It was unsuitable because – SPOILER ALERT, but c’mon, you’ve all seen the movie, right? – Landon ends up becoming Jamie’s Prince Charming, winning her heart by doing things like making her a telescope BY HAND so that she can see the comets in the sky and NAMING A STAR AFTER HER and then getting down on one knee and proposing marriage before she succumbs to her disease. It’s tearjerking, heartbreaking stuff. What parents don’t understand (or understand too well) is that this kind of thing is catnip to almost-teenage girls. Thus it ever was, and thus it always shall be. How else can we explain the universal, sugary appeal of Taylor Swift et al? 

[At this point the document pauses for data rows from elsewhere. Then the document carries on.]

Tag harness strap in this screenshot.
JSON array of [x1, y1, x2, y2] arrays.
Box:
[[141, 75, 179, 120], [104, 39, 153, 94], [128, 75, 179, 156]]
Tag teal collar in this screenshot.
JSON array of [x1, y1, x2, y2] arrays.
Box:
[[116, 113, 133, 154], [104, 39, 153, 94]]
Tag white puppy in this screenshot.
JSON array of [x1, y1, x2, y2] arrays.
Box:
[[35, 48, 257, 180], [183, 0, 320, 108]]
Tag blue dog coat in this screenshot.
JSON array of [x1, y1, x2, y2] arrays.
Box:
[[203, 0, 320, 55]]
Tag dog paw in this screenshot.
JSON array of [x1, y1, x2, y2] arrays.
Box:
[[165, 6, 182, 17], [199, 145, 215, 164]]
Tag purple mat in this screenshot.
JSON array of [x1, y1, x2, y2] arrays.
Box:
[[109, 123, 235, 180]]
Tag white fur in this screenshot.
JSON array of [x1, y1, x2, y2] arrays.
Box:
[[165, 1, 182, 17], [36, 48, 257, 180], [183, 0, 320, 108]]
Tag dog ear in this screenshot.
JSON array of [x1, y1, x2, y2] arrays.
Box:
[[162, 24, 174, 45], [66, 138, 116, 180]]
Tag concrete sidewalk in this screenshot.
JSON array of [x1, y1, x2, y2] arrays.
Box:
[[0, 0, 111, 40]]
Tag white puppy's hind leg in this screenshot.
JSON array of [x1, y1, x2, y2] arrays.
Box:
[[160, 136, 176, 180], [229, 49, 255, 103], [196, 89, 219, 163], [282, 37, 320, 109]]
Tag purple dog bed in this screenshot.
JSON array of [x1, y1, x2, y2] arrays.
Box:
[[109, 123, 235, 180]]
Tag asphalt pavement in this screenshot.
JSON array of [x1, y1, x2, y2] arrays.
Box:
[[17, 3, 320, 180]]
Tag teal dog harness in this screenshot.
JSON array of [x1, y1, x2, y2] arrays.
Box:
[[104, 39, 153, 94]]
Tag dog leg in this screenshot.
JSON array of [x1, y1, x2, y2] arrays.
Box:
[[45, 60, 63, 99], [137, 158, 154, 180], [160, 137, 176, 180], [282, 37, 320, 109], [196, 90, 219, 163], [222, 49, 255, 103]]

Anyway, reader, I saw the film. I fell in love with Landon – the bad boy with a heart of gold – thus setting in stone the archetype that would slowly fill the encyclopaedia of all my onscreen in crushes (Shia LaBeouf, Jared Leto, Jude Law). I cried my eyes out in a cinema full of preteen girls crying their eyes out at the end, which you saw coming a mile away and yet still was unspeakably moving. Remember at the end, when Landon, beautiful Landon, is standing on the jetty, ruminating on his shortlived relationship with kindhearted Jamie? Ugh. “Our love is like the wind. I can’t see it, but I can feel it.” Is it great cinema? No. Does it set preteens up for severe disappointment? Most definitely. But I loved it with all my heart. Which is something, aged 11.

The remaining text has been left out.